Le voleur de voiture

19 Mai 2009

  L’homme était venu signaler le vol de sa voiture le matin. Il était furieux.
  « Rendez-vous compte ! fulminait-il, je sors ma voiture, je laisse la clé sur le contact le temps de refermer la porte de mon garage, et paf ! je vois ma voiture s’en aller ! et je cours derrière, mais vous pensez… première à droite, première à gauche et paf ! plus de voiture ! »
  Le flic qui avait pris sa plainte se mordait les lèvres pour ne pas lui demander s’il avait eu le temps de relever l’immatriculation, entre l’envie de faire un bon mot, et son doute qu’il y ait compatibilité entre son humour et l’état de rage du bonhomme qui menaçait à présent de commettre meurtres et actes de barbarie sur tous les habitants de son voisinage.
  Il se contenta de remplir une déclaration de vol, de lui indiquer les formalités à remplir auprès de son assurance, et surtout lui affirmer que sa voiture était désormais inscrite dans le fichier des véhicules volés, et qu’elle était dès à présent recherchée dans les environs.
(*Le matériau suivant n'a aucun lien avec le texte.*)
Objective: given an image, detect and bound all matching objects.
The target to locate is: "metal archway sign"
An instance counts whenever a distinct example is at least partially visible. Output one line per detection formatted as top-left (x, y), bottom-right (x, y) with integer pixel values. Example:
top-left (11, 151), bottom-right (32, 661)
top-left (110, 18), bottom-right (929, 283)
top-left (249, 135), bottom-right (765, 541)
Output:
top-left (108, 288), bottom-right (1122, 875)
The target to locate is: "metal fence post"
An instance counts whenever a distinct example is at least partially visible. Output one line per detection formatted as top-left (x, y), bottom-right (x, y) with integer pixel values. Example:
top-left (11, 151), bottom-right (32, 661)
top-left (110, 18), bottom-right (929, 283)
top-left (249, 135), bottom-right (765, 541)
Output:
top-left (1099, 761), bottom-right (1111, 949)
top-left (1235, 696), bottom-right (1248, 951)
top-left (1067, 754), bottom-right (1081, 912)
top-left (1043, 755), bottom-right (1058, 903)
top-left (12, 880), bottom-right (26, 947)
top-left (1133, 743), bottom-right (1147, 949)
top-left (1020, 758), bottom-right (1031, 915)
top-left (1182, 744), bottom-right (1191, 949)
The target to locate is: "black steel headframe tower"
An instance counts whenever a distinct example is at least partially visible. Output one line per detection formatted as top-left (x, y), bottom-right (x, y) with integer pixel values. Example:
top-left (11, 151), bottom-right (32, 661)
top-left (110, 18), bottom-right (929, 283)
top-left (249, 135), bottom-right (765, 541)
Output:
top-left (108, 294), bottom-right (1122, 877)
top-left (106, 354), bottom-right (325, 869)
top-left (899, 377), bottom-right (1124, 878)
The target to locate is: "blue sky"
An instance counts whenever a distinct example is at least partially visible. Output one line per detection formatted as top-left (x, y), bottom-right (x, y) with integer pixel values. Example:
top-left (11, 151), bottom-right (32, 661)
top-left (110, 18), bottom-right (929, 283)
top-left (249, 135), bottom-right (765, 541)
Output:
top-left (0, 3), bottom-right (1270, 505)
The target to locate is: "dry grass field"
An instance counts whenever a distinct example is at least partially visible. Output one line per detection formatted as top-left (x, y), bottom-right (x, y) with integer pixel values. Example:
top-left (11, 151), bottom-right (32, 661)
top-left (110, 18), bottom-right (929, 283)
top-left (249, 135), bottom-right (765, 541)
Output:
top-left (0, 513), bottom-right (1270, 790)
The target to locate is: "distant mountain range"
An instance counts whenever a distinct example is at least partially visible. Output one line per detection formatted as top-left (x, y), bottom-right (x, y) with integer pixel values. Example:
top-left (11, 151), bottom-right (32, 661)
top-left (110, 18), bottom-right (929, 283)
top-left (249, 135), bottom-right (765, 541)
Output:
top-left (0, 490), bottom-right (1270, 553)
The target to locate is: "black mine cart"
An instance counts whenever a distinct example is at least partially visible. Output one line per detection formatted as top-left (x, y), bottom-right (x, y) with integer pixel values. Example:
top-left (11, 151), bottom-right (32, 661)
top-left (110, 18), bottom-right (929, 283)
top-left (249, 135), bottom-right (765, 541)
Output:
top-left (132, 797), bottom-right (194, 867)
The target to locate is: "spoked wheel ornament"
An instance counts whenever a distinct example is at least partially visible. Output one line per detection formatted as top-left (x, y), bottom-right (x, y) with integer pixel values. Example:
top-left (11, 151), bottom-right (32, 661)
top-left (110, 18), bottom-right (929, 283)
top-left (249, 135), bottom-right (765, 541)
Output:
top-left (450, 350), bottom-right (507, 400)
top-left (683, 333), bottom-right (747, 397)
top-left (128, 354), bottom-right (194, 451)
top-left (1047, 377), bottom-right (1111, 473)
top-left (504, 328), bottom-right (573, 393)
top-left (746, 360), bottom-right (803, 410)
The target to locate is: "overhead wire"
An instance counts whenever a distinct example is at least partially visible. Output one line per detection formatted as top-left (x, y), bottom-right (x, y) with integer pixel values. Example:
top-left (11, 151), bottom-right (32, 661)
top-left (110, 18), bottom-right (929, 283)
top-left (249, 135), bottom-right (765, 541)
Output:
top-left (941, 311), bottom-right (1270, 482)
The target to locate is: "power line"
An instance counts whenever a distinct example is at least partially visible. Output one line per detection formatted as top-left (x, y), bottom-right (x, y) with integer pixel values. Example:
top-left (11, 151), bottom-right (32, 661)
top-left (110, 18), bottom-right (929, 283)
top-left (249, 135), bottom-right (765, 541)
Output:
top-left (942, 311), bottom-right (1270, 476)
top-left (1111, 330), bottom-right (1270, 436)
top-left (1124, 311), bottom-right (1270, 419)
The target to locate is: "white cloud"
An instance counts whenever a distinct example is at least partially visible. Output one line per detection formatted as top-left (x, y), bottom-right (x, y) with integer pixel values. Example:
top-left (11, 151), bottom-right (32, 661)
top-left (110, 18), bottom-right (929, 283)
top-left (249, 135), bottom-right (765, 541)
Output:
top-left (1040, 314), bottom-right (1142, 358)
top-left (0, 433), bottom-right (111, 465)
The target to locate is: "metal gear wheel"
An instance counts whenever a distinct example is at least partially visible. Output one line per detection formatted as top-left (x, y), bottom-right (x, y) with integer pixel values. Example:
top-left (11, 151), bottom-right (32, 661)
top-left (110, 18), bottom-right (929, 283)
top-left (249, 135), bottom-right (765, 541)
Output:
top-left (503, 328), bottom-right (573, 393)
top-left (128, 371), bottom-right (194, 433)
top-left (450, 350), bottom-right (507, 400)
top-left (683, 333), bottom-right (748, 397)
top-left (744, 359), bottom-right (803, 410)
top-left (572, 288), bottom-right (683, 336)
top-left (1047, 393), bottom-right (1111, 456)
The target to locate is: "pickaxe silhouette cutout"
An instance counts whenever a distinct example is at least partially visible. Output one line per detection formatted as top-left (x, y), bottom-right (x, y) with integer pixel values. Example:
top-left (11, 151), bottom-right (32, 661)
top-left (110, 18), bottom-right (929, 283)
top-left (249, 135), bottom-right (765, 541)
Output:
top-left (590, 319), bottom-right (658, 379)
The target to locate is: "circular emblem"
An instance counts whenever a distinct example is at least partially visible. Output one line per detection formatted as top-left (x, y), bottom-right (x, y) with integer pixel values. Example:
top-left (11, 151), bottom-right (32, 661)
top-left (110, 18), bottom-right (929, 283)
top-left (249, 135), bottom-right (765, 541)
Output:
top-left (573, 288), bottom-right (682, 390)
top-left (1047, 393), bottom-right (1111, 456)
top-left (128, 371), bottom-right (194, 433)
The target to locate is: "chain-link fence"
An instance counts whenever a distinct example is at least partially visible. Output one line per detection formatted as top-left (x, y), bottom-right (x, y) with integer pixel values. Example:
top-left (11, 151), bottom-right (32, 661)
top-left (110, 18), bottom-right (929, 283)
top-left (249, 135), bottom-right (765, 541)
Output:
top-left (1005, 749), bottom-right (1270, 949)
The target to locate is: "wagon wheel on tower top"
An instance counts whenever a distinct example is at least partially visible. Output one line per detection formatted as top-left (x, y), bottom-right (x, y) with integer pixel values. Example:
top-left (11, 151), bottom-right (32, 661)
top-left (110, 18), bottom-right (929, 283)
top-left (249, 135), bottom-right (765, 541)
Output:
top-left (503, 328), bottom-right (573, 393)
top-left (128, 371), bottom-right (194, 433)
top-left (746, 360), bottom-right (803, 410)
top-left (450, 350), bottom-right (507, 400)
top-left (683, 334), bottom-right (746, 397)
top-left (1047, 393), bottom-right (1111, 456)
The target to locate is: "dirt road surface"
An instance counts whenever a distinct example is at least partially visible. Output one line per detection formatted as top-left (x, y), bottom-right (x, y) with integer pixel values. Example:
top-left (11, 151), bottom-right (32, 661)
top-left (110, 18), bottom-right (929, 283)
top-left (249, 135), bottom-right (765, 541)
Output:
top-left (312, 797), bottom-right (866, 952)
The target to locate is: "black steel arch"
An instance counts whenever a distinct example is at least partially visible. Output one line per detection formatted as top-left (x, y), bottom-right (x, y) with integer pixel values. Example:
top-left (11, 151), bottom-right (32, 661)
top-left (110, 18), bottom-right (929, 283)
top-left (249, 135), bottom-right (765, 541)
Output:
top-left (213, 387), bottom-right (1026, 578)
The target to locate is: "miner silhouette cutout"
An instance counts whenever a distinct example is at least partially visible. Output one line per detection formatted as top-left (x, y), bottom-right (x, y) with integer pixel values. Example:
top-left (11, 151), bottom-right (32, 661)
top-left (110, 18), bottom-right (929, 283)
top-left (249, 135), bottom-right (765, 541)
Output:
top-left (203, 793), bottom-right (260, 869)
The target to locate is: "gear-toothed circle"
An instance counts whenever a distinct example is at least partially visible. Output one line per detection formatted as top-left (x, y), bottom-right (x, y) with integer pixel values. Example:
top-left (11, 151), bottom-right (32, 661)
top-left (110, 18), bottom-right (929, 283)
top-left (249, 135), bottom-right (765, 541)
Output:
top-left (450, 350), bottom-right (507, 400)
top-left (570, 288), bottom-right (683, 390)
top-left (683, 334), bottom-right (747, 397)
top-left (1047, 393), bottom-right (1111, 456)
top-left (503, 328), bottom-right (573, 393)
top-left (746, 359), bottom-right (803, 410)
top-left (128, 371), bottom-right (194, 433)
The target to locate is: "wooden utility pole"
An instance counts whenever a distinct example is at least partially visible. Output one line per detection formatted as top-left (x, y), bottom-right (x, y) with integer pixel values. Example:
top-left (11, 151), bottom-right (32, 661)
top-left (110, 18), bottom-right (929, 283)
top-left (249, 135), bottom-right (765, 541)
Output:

Et comme une patrouille était de passage, d’un air navré, il lui proposa qu’on le conduise jusqu’à la station de RER la plus proche pour qu’il puisse tout de même se rendre à son travail, ce qu’il accepta.
  En fin d’après-midi, l’homme fut convoqué au commissariat. Sa voiture avait été retrouvée. Elle était à Lyon.
  Le matin, le voleur avait rejoint l’autoroute du sud sans se faire repérer. Il avait franchi la zone de péage rapidement ; en pleine semaine et à cette heure-là, les embouteillages sont dans l’autre sens.
  Et puis, il avait roulé tranquillement et prudemment, et n’avait pas été inquiété. Il a signalé aux gendarmes qui l’ont arrêté, avoir fait une halte sur une aire de repos déserte, le temps de manger un fruit et des biscuits qu’il avait emportés dans son sac. Il a précisé avoir jeté l’emballage et un trognon de pomme dans une poubelle. Et il avait repris la route et continué à rouler en direction du sud. Quelques kilomètres avant le péage de Lyon, la voiture était tombée en panne d’essence. Les gendarmes l’avaient ainsi retrouvée stationnée sur la bande d’arrêt d’urgence. Le voleur n’était pas loin, se pensant à l'abri et invisible, caché dans un fossé en contrebas de l’autoroute, et attendant la nuit pour poursuivre sa cavale, avait-il avoué.
  « Mais alors, ma voiture n’a rien ? Pas d’accident ? avait souri l’homme.
  - Elle n’a rien. Elle n’a simplement plus une goutte d’essence.
  - Et le voleur ? Qu’a-t-il fait ? Il allait où ?
  - On va bientôt le savoir. Ses parents sont allés le chercher à Lyon où les collègues le gardent bien au chaud. Ils n’étaient pas contents. Pas contents du tout.
  - Ses parents ??
  - Oui. Il a déclaré aux gendarmes qu’aujourd’hui il y avait un conseil de classe, et qu’il préférait être ailleurs. Votre voleur a tout juste douze ans. »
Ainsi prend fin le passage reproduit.